The authentication information fields provide detailed information about this specific logon request.
- Transited services indicate which intermediate services have participated in this logon request.
- Package name indicates which sub-protocol was used among the NTLM protocols.
- Key length indicates the length of the generated session key. This will be 0 if no session key was requested.

==================================================

[Edge100x]

I don't see anything there that mentions the "server" service -- that one could also be from RPC.

The netstat line that I mentioned will tell you all ports that you have open. You can always add firewall rules to just block each of those ports, if you aren't sure which service to try shutting down, and you just want to stop seeing those notes in your log. Or, if you see a single IP making a lot of attempts, you can block just that source IP.
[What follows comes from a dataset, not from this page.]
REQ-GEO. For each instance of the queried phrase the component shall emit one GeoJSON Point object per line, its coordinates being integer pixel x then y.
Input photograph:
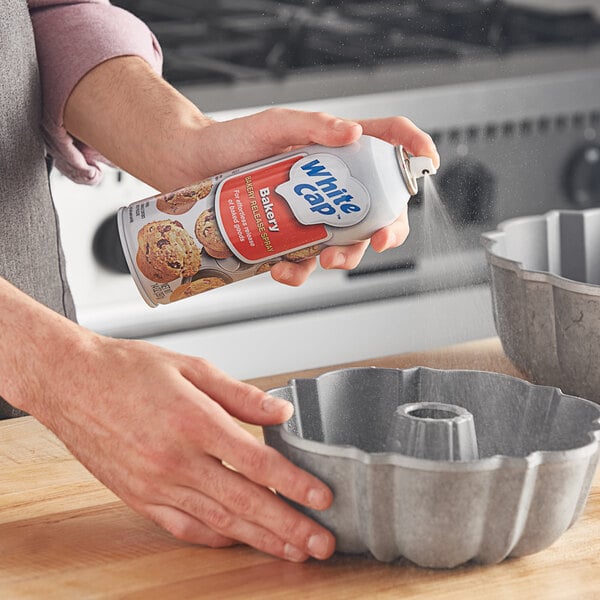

Seriously, though, I wouldn't worry about this. Automated scripts from zombie computers are constantly testing pretty much every internet-connected IP for basic username/password combinations (like "Administrator/password123" and so on). It's a very well-understood situation that has been constant for the last 10+ years, and Windows services are designed with it in mind (limiting the number of tests that can be performed per second per IP, and so on). If you have a secure password, this type of automated attempt is not a concern.

[DontWannaName]

What happens when your ISP decides to change your IP and you cannot login to your server? NFO to the rescue?

[sstonemaker]

Thankfully, NFO lets you connect to VDSs via VNC client also - which I believe uses a separate VNC server on their network. So when my ISP changes my IP address, which isn't very often, I simply connect via VNC client, adjust the firewall rule with the new scope/ip, and carry on with my business.

Simple and trouble-free, with reasonable security benefits.

[DontWannaName]

If you were colocating you would pay 150 an hour for someone to undo that rule in Windows.